Movimentos populares haitianos rejeitam a possibilidade de nova intervenção externa

No Haiti, mergulhado em ciclos de crise humanitária, movimentos populares e organizações sociais defendem um governo de transição e a cooperação com o Sul Global para reconstruir o país.

Reyneld Sanon, militante e dirigente político haitiano e coordenador da Radyo Rezistans 
Reyneld Sanon, militante e dirigente político haitiano e coordenador da Radyo Rezistans Créditos / @brasildefato

Monyse Ravena, jornalista do Brasil de Fato, passou uma semana no Haiti, a convite de organizações e movimentos populares. Durante este período, Ravena ouviu mais de duas dezenas de organizações de defesa dos direitos humanos e todas foram unânimes em afirmar: a escalada da violência no país caribenho é estimulada por agentes externos à ilha e será provavelmente o argumento para uma nova intervenção militar – rejeitada pela sociedade civil do país –, comandada por forças estrangeiras e aprovada pelas Nações Unidas.

Uma outra crítica comum dos activistas é a cobertura que a imprensa internacional faz sobre o país. Exuma Emmanuel, comunicador da Radyo Rezystans e da Agência de Notícias Popular Haitiana (uma rádio on-line comunitária e popular com sede em Porto Príncipe), é incisivo:

«O tipo de cobertura internacional feita sobre o Haiti traz muitos efeitos negativos para quem vive aqui; um deles é vender a imagem de que é um dos piores sítios do mundo para se viver e isso também tem efeito sobre os haitianos que vivem fora do país», disse.

«Fora do país, os haitianos têm medo de se apresentarem como haitianos. Há outros efeitos políticos sobre o Haiti, desde a independência, as notícias negativas formam uma imagem», acrescentou.

Camille Chalmers, economista, professor e representante da Plataforma Haitiana para o Desenvolvimento Alternativo (PAPDA), pergunta e responde: «Como é que as pessoas falam sobre a crise no Haiti? O discurso dominante da imprensa internacional é sempre sobre guerras, necessidade de ajuda humanitária.»

A jornalista Monyse Ravena esteve uma semana no Haiti a convite de várias organizações populares haitianas / @brasildefato

E explica: «Esse discurso vem desde o século XIX, porque as potências imperiais nunca aceitaram a independência do Haiti. O país ajudou em muitas independências e os [demais] países ficaram com medo da revolução haitiana.» Chalmers também destacou a continuidade e originalidade do movimento popular haitiano e a sua consciência anti-imperialista.

Aumento da violência e grupos armados

A situação do país é complexa, com um aumento da violência promovida pelos grupos armados que hoje controlam mais de 50% do território – um dado confirmado pelas organizações. A situação mais crítica é a da capital, Porto Príncipe. Grupos armados controlam vários bairros populares, estando implicados muitas vezes em assassinatos e sequestros.
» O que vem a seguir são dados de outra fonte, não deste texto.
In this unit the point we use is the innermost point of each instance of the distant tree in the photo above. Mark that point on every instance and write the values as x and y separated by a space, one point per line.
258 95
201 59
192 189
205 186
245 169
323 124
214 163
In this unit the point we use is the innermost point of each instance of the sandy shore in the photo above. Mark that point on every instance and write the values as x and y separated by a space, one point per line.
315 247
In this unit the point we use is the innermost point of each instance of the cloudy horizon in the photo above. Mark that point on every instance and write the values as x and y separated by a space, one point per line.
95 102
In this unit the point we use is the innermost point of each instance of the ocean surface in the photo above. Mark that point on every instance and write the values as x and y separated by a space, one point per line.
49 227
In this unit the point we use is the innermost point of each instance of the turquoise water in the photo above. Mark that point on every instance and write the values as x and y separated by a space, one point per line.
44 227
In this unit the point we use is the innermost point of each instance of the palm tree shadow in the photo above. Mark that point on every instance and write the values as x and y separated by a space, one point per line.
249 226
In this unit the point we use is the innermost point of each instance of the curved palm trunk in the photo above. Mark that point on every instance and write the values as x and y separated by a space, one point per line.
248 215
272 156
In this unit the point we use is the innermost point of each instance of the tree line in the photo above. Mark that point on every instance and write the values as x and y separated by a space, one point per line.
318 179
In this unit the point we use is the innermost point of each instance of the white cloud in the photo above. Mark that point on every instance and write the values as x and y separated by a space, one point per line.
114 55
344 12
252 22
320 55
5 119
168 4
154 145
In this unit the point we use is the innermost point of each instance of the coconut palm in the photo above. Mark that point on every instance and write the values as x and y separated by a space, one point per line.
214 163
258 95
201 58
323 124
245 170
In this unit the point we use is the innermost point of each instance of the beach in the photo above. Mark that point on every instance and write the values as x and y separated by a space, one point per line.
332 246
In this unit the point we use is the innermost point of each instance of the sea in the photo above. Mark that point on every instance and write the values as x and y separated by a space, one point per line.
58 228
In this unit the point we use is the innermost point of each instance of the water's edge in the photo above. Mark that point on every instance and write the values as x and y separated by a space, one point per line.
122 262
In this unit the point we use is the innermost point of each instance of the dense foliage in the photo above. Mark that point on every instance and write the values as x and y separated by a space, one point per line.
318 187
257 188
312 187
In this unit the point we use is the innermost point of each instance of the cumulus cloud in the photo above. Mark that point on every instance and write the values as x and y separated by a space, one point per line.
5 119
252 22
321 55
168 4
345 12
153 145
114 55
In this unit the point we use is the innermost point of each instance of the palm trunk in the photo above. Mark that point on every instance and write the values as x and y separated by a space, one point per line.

De acordo com Exuma Emmanuel, «a violência estimulada quer impor ao país uma nova força de ocupação».

«As armas usadas pelos grupos armados nos bairros populares vêm dos Estados Unidos. O povo haitiano não é só um povo que está em desespero, está em luta», disse Emmanuel a Ravena, explicando que os gangues controlam zonas estratégicas ao instalarem um clima de terror e impedirem as pessoas de se organizarem.

Um relatório das Nações Unidas sobre a situação do Haiti aponta que a violência se intensificou em 2023. O número de assassinatos registados no país antilhano aumentou 21%, passando de 673 no último trimestre de 2022 para 815 entre 1 de Janeiro e 31 de Março. No mesmo período, os sequestros registados passaram de 391 para 637.

Os casos de violações de mulheres e meninas também se encontram entre as principais denúncias das organizações ouvidas pelo Brasil de Fato, num país onde existem estimativas de que 40% da população do país esteja em situação de emergência alimentar.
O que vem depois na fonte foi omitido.